About Project Translation Memories
This section explains what project translation memories are, how they are modeled in the Project Automation API and how they should be used in the recommended workflow.
Project Translation Memories
As explained in the Project Configuration section, every language direction in a project can have one or more translation providers associated with it. The primary type of translation providers are translation memories, which are used within the project to look up translations. Any new translations created by the user are also added to one or more of these translation memories. The user can specify which of the translation memories in the list are updated.
One issue is that there is no control over which translation units end up in the translation memories. During the course of the project, unreviewed, potentially invalid content ends up in there with no easy way to clean this up. The solution to this is the use project translation memories: a project translation memory (project TM) is a translation memory that is created specifically for use within one project, and that is discarded once the project is complete. At the end of the project, when all the files have been translated, reviewed and signed off, all translations within these files are added to the main translation memories (we call the translation memories that are added to a project the "main translation memories" to make a clear distinction with the "project translation memories"). Doing this ensures that the only content that ever ends up in the main translation memories has been reviewed, and that any work in progress or invalid content is kept out of the main translation memories and effectively only occurs in the project translation memories which can be discarded at the end of the project.

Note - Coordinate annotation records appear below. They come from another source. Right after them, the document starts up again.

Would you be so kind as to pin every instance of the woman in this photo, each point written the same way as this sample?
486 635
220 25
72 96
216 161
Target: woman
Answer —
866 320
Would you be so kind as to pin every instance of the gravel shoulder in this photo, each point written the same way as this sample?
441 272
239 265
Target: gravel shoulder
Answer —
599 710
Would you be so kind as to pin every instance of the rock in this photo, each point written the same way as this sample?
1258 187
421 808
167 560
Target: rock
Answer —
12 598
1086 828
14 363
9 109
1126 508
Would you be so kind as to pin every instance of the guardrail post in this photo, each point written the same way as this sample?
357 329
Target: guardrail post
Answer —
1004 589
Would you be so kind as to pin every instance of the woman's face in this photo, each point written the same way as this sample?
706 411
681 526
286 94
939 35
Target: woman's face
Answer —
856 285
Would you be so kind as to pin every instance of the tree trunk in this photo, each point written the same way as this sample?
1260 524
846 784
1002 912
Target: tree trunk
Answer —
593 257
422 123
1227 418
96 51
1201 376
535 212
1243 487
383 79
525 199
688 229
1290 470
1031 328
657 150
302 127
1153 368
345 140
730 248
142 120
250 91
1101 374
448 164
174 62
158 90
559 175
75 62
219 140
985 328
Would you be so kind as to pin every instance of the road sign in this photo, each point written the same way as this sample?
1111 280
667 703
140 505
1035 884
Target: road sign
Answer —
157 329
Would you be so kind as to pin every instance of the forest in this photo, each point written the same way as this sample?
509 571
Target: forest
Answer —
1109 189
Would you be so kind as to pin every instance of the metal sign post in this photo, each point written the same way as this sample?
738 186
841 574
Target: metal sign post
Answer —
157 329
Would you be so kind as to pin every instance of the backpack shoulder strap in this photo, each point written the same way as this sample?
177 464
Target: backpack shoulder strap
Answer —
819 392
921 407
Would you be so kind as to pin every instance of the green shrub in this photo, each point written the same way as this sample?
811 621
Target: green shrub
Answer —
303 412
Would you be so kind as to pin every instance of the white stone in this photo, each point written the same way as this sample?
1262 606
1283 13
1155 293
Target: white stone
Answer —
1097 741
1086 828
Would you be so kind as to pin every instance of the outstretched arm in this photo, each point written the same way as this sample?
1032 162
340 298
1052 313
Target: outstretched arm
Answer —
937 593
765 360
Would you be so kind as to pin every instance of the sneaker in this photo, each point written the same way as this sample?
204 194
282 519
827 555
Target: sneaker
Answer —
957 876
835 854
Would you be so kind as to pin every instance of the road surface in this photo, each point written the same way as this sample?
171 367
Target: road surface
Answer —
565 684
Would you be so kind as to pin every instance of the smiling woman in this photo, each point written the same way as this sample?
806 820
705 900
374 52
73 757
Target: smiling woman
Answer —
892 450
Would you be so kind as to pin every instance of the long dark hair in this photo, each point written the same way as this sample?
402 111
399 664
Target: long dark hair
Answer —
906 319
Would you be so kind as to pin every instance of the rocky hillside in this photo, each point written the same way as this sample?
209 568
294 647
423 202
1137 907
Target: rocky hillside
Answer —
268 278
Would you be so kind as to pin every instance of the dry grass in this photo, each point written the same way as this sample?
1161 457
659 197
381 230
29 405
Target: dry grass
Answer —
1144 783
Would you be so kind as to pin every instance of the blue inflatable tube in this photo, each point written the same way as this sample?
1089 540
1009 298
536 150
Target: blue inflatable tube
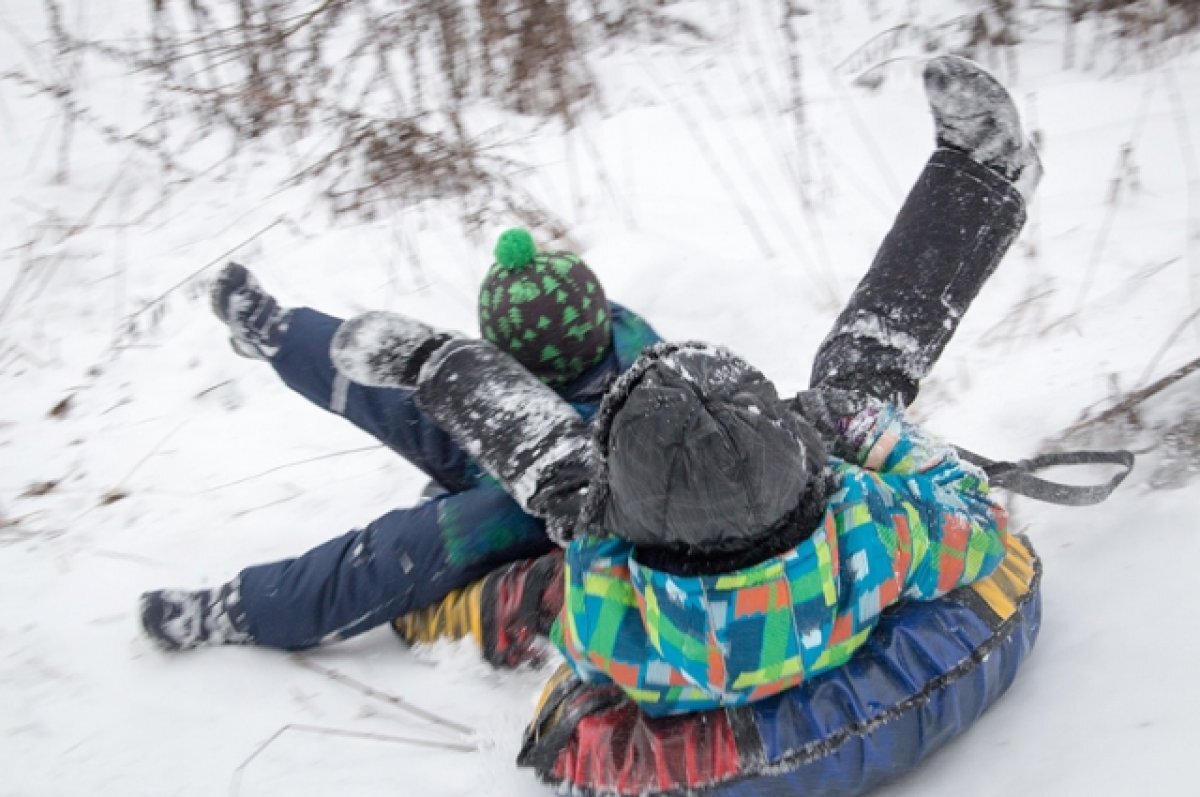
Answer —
924 677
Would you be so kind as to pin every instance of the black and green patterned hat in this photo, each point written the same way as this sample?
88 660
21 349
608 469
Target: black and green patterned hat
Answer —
545 309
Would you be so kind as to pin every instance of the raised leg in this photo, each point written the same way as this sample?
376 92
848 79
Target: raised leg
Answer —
955 226
389 414
405 561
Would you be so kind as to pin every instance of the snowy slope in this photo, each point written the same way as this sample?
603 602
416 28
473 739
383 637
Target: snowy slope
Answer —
693 217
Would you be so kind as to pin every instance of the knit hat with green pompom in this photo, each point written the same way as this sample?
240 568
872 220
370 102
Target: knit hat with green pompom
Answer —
546 310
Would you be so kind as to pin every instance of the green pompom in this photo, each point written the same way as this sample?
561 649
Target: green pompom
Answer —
515 249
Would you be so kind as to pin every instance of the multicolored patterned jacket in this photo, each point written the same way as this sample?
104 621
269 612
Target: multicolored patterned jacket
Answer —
907 520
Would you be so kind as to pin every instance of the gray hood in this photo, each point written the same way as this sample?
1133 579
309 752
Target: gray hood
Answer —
697 454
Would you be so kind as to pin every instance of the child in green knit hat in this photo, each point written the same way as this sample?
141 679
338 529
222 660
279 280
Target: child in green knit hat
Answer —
547 310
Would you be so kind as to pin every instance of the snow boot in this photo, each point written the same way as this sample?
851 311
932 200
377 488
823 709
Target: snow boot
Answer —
256 321
505 612
178 619
973 113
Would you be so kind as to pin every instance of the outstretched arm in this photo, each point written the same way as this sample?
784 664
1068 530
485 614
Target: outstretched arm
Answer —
516 427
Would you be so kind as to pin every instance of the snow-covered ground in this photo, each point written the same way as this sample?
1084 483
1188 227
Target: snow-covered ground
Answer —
161 459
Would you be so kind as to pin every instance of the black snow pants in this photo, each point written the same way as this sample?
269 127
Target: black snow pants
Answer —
951 234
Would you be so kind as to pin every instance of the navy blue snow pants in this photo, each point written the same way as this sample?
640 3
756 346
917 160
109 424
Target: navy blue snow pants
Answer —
403 561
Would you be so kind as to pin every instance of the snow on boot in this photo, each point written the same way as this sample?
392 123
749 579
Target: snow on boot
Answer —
507 612
385 349
179 619
255 318
973 113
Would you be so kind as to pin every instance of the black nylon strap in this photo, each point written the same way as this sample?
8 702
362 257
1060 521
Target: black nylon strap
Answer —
1018 477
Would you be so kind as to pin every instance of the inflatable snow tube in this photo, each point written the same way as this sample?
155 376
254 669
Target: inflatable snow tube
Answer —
925 675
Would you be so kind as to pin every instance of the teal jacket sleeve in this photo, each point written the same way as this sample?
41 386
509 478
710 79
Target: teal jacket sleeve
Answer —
957 528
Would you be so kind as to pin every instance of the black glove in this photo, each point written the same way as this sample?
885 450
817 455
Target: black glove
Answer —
829 411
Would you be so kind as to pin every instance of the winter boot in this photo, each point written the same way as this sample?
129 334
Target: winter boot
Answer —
505 612
255 318
975 114
178 619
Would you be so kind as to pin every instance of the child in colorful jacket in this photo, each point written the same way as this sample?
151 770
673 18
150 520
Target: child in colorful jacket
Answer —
723 544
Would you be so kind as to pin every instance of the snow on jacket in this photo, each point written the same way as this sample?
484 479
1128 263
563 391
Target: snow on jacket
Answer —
906 520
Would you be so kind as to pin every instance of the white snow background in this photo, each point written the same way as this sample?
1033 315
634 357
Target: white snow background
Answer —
682 196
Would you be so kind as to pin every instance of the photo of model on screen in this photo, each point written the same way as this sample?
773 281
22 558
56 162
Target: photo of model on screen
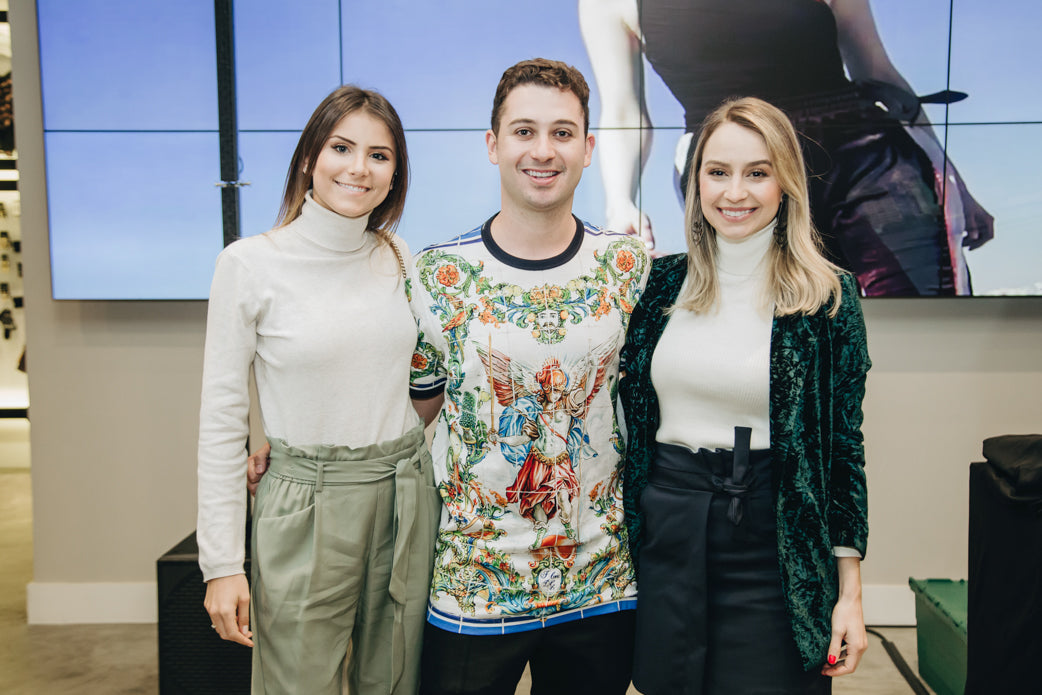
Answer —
889 206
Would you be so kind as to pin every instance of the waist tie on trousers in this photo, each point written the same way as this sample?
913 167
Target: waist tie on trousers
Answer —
345 466
691 500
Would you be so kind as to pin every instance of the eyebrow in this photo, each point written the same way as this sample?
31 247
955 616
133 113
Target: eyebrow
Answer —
758 163
528 121
351 142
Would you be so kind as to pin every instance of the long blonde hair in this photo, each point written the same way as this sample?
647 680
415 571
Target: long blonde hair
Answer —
799 278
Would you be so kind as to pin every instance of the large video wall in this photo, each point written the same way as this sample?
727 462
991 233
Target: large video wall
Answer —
129 91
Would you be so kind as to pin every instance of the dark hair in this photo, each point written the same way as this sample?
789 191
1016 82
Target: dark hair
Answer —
341 102
545 73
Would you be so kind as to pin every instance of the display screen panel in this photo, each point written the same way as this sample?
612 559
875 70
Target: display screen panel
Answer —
439 64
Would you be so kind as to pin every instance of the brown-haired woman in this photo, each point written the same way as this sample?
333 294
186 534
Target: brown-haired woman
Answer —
343 523
745 366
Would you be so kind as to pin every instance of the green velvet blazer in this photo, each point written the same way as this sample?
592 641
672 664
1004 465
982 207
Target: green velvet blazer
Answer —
817 382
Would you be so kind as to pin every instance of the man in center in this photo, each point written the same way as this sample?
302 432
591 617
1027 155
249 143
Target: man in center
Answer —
521 321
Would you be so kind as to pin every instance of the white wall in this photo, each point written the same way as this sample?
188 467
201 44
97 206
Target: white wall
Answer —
115 390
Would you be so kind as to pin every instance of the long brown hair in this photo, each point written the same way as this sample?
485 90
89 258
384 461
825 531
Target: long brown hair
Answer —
799 278
341 102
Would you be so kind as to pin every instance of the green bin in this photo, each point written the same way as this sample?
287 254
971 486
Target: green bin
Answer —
940 613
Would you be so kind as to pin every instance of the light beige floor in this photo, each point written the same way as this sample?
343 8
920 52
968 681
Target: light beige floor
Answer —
121 660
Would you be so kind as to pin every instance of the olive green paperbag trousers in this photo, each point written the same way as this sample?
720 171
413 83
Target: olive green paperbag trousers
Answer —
342 549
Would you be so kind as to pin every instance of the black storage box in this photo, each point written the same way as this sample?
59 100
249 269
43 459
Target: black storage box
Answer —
193 659
1005 598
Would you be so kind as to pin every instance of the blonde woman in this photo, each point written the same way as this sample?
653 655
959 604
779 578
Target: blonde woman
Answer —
745 492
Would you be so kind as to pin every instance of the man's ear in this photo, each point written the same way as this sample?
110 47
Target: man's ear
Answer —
490 142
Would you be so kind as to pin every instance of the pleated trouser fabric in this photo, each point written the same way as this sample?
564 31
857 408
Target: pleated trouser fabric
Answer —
711 615
342 550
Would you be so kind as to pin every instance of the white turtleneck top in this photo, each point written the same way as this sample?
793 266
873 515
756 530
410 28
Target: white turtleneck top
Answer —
318 309
712 371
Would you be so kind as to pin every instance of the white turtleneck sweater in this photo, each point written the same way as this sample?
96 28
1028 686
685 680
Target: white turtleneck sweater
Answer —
712 371
318 309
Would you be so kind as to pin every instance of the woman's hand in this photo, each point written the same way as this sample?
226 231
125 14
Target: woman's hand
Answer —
228 604
849 639
256 466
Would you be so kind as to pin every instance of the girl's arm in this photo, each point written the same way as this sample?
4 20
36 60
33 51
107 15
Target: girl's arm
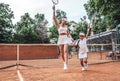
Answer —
54 18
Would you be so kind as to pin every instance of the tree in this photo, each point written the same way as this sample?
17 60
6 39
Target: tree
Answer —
6 26
108 9
53 30
40 27
25 31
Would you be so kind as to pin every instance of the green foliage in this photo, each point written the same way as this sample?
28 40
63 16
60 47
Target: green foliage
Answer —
30 30
6 25
108 9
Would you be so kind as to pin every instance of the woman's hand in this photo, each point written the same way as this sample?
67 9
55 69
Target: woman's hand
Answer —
53 7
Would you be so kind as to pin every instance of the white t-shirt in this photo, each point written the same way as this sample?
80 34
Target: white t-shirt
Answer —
83 46
88 22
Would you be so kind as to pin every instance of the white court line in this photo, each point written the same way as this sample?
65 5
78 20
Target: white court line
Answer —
20 76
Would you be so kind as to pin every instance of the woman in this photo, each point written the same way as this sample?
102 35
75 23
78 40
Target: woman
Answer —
64 38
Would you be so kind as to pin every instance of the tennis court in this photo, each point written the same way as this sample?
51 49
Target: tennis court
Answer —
51 69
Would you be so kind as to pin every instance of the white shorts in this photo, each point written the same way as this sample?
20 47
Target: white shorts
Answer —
64 39
82 55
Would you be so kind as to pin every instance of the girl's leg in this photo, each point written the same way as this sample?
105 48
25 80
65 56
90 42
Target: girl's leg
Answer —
85 63
62 51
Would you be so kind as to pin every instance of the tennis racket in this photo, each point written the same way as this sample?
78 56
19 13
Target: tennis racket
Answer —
55 2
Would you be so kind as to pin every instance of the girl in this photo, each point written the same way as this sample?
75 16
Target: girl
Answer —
82 43
64 38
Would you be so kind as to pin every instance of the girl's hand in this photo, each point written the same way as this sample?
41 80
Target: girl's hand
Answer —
53 7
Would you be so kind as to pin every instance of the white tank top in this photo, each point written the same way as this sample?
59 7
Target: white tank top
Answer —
83 46
62 29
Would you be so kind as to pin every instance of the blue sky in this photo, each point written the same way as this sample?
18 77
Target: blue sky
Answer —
73 8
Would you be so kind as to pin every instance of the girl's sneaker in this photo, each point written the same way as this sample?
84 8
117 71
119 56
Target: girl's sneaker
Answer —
65 66
83 69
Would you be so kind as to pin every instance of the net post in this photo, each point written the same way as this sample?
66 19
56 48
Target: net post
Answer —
18 56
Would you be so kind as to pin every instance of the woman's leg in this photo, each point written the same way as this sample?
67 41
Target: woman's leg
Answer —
62 51
66 53
81 62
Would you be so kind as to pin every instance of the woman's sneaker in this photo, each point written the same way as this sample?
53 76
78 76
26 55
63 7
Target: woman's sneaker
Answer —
86 66
83 69
65 66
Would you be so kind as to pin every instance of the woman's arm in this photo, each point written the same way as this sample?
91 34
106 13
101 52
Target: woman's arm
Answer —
88 31
54 17
69 35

A project translation memory is created for every main translation memory added to a project, so if there are two main translation memories for a certain language direction, there will be two corresponding project translation memories. The reason this is that the setup of a project translation memory needs to be identical to the setup of the corresponding main translation memory, to make sure the project translation memory can be used in exactly the same way as the main translation memory. More specifically, they should have the same custom field definitions and language resources.
Project translation memories are automatically created during the project preparation phase. First a new translation memory is created, with an identical setup of the corresponding main translation memory. After that, all the project files are analyzed against the main translation memory, and any relevant translation units for the project are imported into the newly created project translation memory. Relevant translation units are defined as translation units that match a segment in a project with a certain minimum match score, specified by the user. Doing this ensures that all project participants initially get the same search results as they would have gotten if they worked directly with the main translation memories.
Both file- and server-based project translation memories are supported. Server-based translation memories obviously have the benefit that multiple project participants can reuse translations from each other. Which type of project translation memories is created, is a user choice and is not necessarily determined by the type of the main translation memory used. A server-based project translation memory can be created for a file-based translation memory and vice-versa.
Note
The use of project translation memories is entirely optional. Users can choose not to use project translation memories for a project.